She sits at her desk, reading lamp above her, smoking a cigarette as she reads through handwritten lines of poetry. She is Liu Xia.

March 8 is International Women’s Day, and here at PEN, we celebrate Liu Xia—along with Ayse Berktay, Nasrin Sotoudeh, Reeyot Alemu, Dina Meza, and all the women who have dared to be bold in their writings and their choices in face of the wrath of the state.

Last year, we were proud to honor Ayse Berktay, a translator, writer, and peaceful political activist in Turkey who is on trial for her advocacy on behalf of Kurdish rights—including the right to speak in one’s mother tongue. She received the 2013 PEN/Barbara Goldsmith Freedom to Write Award in absentia, and on December 20, 2013 was released from prison. Though her trial drags on, she has renewed her activism and is a candidate for mayor in the Istanbul district elections this month. You can read her acceptance remarks, which she was able to send out from prison, here.

Nasrin Sotoudeh, an Iranian journalist, lawyer, and winner of the 2012 PEN/Barbara Goldsmith Freedom to Write Award, is also among the 35 previous winners of the award to have been subsequently released. She was serving a six-year sentence—reduced from 11 on appeal—for defending her clients in interviews with the media when she was released from Evin Prison in September 2013. As a lawyer, she represented women’s rights activists, opposition politicians, and legal colleagues such as Nobel Peace Prize Laureate Shirin Ebadi. Throughout her career she stood up for women and children in Iran. Sotoudeh went on hunger strike several times to protest prison conditions and the treatment of her family, at one point dropping to a mere 95 pounds. After her release last year, she said “I will definitely continue my legal work, in order to establish justice. My dream is to establish justice throughout the world, including in my own country. I will work for this through peaceful methods.” You can read a letter she wrote to her daughter, Mahraveh, here.

Like in Iran, the government in China punishes families for the so-called “crimes” of fathers, mothers, husbands, and wives. Liu Xia remains under house arrest nearly three and a half years after her husband, imprisoned writer Liu Xiaobo, won the Nobel Peace Prize in October 2010. She is suffering in the hospital. Because of her continued isolation, she is battling a serious heart condition and severe depression, but is denied the right to travel abroad for treatment. Watch a video of Liu Xia reading her own poetry, recorded clandestinely in December, and read several of her newly translated works here.
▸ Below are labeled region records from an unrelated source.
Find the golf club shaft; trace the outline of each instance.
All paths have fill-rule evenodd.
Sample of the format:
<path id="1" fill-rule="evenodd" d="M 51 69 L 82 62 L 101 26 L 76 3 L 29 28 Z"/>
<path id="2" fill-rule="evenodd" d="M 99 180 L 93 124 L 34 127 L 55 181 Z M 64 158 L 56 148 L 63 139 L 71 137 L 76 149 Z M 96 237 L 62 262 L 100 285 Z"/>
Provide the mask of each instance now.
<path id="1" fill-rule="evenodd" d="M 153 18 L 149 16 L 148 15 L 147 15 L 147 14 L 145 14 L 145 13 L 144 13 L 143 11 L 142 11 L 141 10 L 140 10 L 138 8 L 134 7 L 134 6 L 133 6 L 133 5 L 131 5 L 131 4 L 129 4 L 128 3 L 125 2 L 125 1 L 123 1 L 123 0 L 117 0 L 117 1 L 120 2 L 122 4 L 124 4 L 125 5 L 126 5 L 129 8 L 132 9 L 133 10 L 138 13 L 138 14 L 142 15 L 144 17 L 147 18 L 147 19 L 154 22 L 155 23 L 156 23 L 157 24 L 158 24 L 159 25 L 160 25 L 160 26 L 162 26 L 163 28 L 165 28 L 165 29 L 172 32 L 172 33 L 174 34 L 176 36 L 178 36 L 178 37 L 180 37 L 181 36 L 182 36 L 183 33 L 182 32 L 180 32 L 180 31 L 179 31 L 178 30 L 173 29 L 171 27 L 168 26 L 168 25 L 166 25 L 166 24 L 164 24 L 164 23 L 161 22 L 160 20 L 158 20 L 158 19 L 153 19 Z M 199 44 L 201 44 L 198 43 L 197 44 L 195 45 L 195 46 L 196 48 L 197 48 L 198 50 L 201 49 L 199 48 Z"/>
And then there’s Reeyot Alemu, a brave Ethiopian journalist who, like Eskinder Nega, was sentenced to a heavy prison term on trumped-up terror charges for her articles. Her 14-year sentence was reduced to five years on appeal, but she, too, is suffering. Denied medical treatment, Reeyot has a breast tumor and numerous other ailments. On September 11, 2013, Alemu undertook a four-day hunger strike in protest of an order to turn in a list of visitors to prison authorities. In response to the hunger strike, prison officials reportedly imposed sanctions preventing visits by anyone except her parents or a priest.

Dina Meza, an award-winning Honduran journalist, human rights defender, and author, is not imprisoned, but like many of her peers in Latin America, she faces threats every day. Meza began her work as a human rights defender in 1989 after one of her brothers was abducted by security forces and detained incommunicado for a week, during which time he was tortured and accused of being a guerrilla. Meza has been the victim of harassment and threats since 2006, none of which have been properly investigated, and the harassment against her has intensified in recent months. You can read more about the situation in Honduras in PEN International’s recent report Journalism in the Shadow of Impunity.

There are so many women around the world who have been persecuted for their poetry, their journalism, their choice of partner, but have stood stronger than the obstacles they face. We honor them today and every day.